Früher war sie an Weihnachten immer nach Hause gefahren. Doch ihre Eltern zeigten keine große Begeisterung für kitschige Weihnachtsdekoration. Deshalb war die Feier mit den Kollegen eine gute Gelegenheit für Chloe, auch ein bisschen Weihnachtsspaß zu haben.

„Mit wem spreche ich?“, bellte der Typ in London ins Telefon.

„Mein Name ist Chloe Meadows. Ich bin Mr. Corrigans Assistentin.“

„Ms. Meadows, ich bin Sergeant Davies von der Metropolitan Police und rufe vom Royal London Hospital an. Ich fürchte, die Angelegenheit ist dringend. Ich muss Mr. Corrigan sprechen.“

„Natürlich.“ Chloe vergab dem Polizisten seinen herrischen Ton und griff nach Papier und Bleistift. „Ich rufe Mr. Corrigan sofort an und sage ihm, er soll Sie zurückrufen.“

Sergeant Davies gab ihr seine Nummer, und Chloe dankte ihm. Mit einem unangenehmen Gefühl im Magen wählte sie Zac Corrigans Handynummer.

Der Reißverschluss des schwarzen Kleides öffnete sich langsam und enthüllte einen entzückenden Rücken. Zac Corrigan lächelte. Die Frau war wirklich zauberhaft.

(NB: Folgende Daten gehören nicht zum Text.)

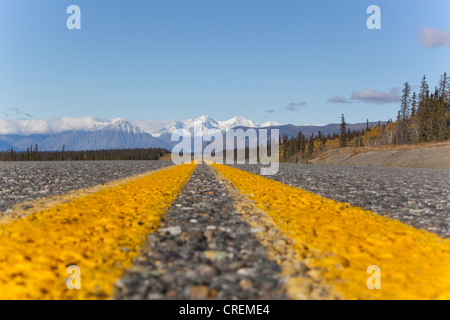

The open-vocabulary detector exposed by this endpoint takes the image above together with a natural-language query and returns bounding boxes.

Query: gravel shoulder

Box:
[308,142,450,170]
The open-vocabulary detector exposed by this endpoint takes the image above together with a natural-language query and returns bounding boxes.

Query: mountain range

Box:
[0,115,384,151]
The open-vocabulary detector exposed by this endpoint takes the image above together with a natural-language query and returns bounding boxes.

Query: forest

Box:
[0,145,169,161]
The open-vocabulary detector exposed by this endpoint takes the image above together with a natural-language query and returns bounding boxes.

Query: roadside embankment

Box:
[307,142,450,170]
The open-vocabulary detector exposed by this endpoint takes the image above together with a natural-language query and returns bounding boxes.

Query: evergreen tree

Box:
[339,114,347,148]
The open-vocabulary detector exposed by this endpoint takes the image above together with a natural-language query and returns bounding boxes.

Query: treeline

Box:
[0,145,169,161]
[280,73,450,161]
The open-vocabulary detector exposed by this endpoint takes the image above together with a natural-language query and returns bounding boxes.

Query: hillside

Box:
[307,142,450,170]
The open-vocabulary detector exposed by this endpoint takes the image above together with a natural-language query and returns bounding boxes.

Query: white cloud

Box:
[417,25,450,48]
[327,97,353,103]
[0,117,108,135]
[285,102,306,111]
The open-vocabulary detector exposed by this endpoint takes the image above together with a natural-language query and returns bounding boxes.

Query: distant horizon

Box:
[0,115,388,135]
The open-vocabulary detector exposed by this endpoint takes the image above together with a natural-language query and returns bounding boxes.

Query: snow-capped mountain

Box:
[147,115,280,139]
[0,115,278,151]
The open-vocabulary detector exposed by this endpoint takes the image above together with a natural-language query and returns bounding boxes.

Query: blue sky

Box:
[0,0,450,124]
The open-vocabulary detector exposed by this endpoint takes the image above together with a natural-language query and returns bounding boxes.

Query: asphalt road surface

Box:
[233,163,450,238]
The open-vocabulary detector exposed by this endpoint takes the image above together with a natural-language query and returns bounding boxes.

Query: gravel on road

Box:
[114,165,286,299]
[0,161,173,213]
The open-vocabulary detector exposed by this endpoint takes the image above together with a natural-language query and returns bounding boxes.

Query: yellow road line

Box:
[0,165,195,299]
[0,166,172,225]
[213,164,450,299]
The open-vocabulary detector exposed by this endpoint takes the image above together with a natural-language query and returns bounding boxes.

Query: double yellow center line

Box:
[213,164,450,299]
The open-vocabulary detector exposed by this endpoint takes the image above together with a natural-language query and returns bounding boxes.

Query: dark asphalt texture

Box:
[115,165,286,300]
[233,163,450,238]
[0,161,172,213]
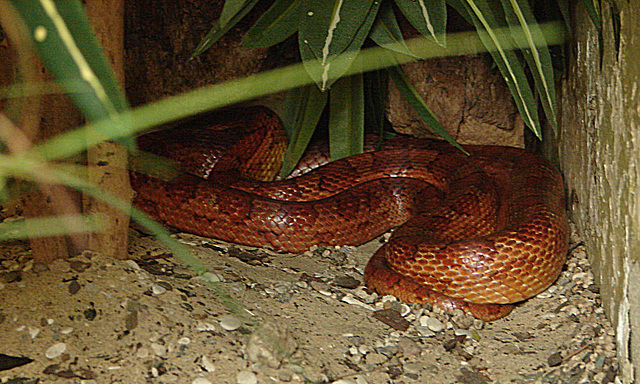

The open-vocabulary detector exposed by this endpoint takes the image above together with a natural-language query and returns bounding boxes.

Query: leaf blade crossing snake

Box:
[132,107,567,320]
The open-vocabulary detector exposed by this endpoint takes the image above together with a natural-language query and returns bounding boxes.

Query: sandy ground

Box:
[0,222,618,384]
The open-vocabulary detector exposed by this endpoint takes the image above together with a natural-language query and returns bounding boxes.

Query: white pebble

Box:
[341,295,375,311]
[201,272,224,283]
[151,343,167,356]
[125,260,141,271]
[29,327,40,339]
[151,284,167,295]
[44,343,67,359]
[220,315,242,331]
[236,371,258,384]
[196,321,216,332]
[136,347,149,359]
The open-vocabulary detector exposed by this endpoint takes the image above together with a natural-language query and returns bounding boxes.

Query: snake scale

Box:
[132,107,568,320]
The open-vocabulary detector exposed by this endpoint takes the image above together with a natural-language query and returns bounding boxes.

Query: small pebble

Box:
[151,343,167,356]
[425,317,444,332]
[196,321,216,332]
[136,347,149,359]
[220,315,242,331]
[44,343,67,359]
[151,284,167,295]
[200,355,216,373]
[29,327,40,339]
[236,371,258,384]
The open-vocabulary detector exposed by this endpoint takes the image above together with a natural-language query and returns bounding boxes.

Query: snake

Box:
[131,107,568,321]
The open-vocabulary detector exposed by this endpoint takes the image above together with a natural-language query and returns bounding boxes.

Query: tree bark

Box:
[83,0,133,259]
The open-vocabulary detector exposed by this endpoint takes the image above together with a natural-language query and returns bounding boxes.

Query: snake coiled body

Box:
[132,108,567,320]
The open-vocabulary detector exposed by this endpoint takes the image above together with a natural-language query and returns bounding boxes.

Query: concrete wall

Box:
[559,0,640,383]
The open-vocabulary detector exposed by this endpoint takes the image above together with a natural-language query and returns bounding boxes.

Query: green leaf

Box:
[449,0,542,138]
[582,0,602,34]
[298,0,380,91]
[0,215,107,241]
[189,0,258,60]
[242,0,304,48]
[280,85,327,177]
[12,0,132,144]
[363,70,388,136]
[387,66,467,153]
[329,74,364,161]
[369,1,415,57]
[396,0,447,46]
[502,0,557,130]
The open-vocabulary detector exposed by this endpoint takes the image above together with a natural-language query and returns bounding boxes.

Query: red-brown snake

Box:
[132,107,568,320]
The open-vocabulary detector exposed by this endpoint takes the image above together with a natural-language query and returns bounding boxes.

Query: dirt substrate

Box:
[0,222,619,384]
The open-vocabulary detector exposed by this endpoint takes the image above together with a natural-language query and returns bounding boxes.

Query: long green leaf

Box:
[449,0,542,138]
[387,67,466,153]
[363,70,388,137]
[396,0,447,46]
[329,74,364,161]
[280,85,327,177]
[0,215,107,241]
[369,1,414,56]
[298,0,380,91]
[189,0,258,60]
[242,0,304,48]
[12,0,132,144]
[502,0,557,130]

Mit der Routine des erfahrenen Lovers liebkoste er die cremeweißen Schultern. Das Mädchen kicherte. Du lieber Himmel, warum kicherten Mädchen immer, wenn sie Champagner getrunken hatten?

Nicht wichtig. Ihre Haut war weich und warm, ihre Figur hinreißend. Und für eine Nacht, die genauso heiß zu werden versprach wie die vom letzten Wochenende, würde er ihr sogar das alberne Gekicher verzeihen.

Er beugte sich über sie und drückte einen Kuss auf ihren Nacken, strich zart mit den Lippen über ihre Haut. Sie kicherte schon wieder, aber sie roch wunderbar. Zacs Erregung wuchs, während er ihre Schulter mit kleinen Küssen bedeckte.

Das plötzliche Summen seines Handys verdarb alles. Leise fluchend warf Zac einen wütenden Blick in Richtung Sessel, wo er das Handy zusammen mit seinem Jackett und Schlips deponiert hatte.

„Ich geh ran!“, quietschte das Mädchen.

„Nein, lass es.“

Zu spät. Sie hatte sich bereits losgemacht und hechtete aufgeregt lachend zum Sessel. Gerade so, als wäre es das schönste Spiel, den Anruf zu beantworten.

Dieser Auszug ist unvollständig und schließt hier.